Scientific evidence supports the role of calcium and vitamin D for good bone health; Dairy foods are excellent sources of calcium and protein.

A myth which often re-surfaces in media reports is that milk may not be beneficial to bone health. Bone health experts are concerned that this may be causing confusion among the general public and causing many people to avoid milk and dairy foods unnecessarily – when in fact they are among the best sources of bone-healthy nutrients.

First, the facts about calcium: calcium is a major building block of our skeleton; 99% of the 1 kg of calcium found in the average adult body resides in our bones. Bone acts as a reservoir for maintaining calcium levels in the blood, which is also essential for healthy nerve and muscle function. If the body does not get enough calcium it will respond by taking calcium from the bones, thus in turn weakening them.

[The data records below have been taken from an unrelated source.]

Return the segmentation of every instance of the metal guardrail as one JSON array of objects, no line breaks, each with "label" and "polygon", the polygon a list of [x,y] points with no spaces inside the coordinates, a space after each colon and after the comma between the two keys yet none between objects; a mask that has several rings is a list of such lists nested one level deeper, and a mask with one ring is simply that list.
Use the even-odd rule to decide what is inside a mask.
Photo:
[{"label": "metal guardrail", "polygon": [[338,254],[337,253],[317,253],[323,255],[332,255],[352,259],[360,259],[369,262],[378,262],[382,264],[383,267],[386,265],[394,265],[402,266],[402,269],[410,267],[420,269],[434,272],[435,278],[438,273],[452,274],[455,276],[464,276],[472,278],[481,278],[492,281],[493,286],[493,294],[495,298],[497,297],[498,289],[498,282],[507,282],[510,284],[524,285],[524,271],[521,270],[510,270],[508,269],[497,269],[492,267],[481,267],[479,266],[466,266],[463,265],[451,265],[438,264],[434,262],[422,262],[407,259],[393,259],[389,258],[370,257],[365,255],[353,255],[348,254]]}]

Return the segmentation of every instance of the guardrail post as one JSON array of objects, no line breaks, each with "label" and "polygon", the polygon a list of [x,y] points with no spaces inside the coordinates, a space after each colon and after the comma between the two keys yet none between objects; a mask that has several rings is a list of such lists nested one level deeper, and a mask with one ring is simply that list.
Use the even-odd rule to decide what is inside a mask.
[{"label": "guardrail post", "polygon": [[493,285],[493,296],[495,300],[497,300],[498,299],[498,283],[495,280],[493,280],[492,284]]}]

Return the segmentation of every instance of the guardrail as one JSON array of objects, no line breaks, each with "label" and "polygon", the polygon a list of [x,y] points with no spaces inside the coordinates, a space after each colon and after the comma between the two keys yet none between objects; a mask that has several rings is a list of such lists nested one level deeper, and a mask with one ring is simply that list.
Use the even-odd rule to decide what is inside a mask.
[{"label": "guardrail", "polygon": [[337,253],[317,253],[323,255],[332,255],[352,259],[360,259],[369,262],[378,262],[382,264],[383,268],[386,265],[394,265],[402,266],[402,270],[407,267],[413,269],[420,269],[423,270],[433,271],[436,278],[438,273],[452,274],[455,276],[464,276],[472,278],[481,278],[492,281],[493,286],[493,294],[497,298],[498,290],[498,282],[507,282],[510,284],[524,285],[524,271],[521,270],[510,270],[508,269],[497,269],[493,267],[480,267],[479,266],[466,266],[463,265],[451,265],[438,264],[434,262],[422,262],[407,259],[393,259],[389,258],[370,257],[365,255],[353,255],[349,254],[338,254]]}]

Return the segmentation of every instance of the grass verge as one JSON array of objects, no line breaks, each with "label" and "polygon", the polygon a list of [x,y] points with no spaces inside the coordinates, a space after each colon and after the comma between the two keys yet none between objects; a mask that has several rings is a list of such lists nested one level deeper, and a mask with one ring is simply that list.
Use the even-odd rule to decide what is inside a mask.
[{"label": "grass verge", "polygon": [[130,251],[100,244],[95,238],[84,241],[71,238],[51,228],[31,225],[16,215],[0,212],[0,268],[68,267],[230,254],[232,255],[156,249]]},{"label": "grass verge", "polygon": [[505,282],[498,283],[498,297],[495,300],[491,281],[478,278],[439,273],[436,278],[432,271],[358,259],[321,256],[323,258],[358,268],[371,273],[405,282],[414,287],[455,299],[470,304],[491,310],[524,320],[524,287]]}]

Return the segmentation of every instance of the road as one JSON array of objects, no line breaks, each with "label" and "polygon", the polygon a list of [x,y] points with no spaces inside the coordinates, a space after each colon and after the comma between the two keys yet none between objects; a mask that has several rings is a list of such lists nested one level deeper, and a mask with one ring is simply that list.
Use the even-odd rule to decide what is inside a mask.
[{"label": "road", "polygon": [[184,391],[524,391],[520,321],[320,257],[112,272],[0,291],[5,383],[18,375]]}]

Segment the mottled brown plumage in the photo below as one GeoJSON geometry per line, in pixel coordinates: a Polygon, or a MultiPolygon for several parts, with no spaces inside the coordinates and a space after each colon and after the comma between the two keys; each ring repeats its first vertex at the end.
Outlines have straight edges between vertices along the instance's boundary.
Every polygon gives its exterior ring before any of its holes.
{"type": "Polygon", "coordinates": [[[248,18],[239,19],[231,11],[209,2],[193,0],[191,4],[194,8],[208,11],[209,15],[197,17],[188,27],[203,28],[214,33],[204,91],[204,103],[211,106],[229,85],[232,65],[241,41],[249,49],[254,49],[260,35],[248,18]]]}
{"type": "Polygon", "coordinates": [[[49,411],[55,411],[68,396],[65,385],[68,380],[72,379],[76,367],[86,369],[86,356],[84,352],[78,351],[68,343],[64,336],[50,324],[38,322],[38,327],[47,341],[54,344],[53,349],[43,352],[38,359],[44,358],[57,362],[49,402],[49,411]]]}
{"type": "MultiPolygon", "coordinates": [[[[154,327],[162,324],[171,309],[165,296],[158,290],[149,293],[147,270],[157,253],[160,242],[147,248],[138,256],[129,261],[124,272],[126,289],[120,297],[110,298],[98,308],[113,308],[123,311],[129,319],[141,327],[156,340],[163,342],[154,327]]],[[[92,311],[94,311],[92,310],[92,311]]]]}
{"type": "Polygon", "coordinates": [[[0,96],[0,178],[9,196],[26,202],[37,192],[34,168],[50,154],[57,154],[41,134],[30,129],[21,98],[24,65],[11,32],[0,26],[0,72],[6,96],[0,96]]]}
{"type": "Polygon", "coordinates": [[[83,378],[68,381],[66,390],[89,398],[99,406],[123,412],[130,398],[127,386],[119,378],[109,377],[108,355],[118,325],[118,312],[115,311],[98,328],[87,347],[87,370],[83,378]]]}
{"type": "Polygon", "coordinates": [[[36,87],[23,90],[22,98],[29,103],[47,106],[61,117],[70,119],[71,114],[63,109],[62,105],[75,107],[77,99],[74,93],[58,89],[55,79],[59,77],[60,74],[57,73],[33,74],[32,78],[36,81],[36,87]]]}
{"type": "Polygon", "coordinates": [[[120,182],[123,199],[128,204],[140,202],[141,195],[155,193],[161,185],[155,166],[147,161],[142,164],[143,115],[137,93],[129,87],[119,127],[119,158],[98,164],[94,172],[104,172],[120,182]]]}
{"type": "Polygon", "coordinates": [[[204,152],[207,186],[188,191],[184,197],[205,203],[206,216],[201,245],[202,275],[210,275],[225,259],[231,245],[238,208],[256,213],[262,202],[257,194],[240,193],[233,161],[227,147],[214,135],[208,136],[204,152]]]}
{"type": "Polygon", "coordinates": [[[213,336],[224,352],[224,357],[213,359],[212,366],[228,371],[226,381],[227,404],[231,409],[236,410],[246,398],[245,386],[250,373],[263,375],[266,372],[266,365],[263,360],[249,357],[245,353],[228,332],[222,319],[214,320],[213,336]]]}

Here are the facts about dairy foods and calcium supplementation:

  • Dairy products, including milk, are an excellent source of calcium, phosphorus, protein and other nutrients that are important both for bone and overall health.
  • Under-consumption of calcium and vitamin D can lead to negative health outcomes, including osteoporosis and osteopenia. Evidence strongly supports the benefits of dairy products for bone and muscle health. Studies have shown that bone loss is reduced and there is an improvement in muscle mass and strength with adequate dairy intake.
  • Milk and other dairy foods are the most readily available sources of calcium. Some non-dairy foods also contain calcium. These include certain vegetables (e.g. broccoli or kale); whole canned fish with soft edible bones such as sardines; some nuts; calcium-set soy products (tofu, soy milk); and some mineral waters. It is important to note that people would need to eat numerous servings of kale or broccoli or other non-dairy foods to get the equivalent amount of calcium provided by just one serving of yoghurt, cheese, or milk.
  • For children, who often avoid green vegetables, dairy products are often the preferred source of calcium and protein – both essential nutrients for growing bones.
  • In some countries, milk is also fortified with vitamin D, which is an added benefit to bone health. Vitamin D is an important ‘partner’ for calcium as it is essential for the absorption of calcium in the intestine. 
  • IOF and other leading organizations recommend that calcium needs be met through food sources when possible. Foods containing calcium (such as dairy foods, nuts, certain fish and vegetables) should be part of a healthy, balanced diet. For people who cannot get enough calcium through their diets, supplements may be beneficial. These should be limited to 500-600 mg per day and it is generally recommended that they be taken combined with vitamin D.
  • Certain diseases affect how much calcium is absorbed by the body i.e. Crohn’s, coeliac disease, lactose maldigestion and intolerance. People with these conditions may need supplementation, if recommended by their doctors.
  • New studies have diffused concerns about calcium supplementation, showing that  reports of increased cardiovascular risk due to calcium supplementation are not convincingly supported by current evidence (e.g read this report). If you’ve been advised by your doctor to take calcium and vitamin D supplements because you have weak bones or because you are deficient in these nutrients, you should continue to take them. Speak to your doctor if you have any concerns.

If you’re worried that you do not have adequate calcium intake, try the IOF Calcium Calculator to find out how you can boost your calcium intake. Remember, calcium recommendations vary worldwide, with recommended daily intake based on age and gender.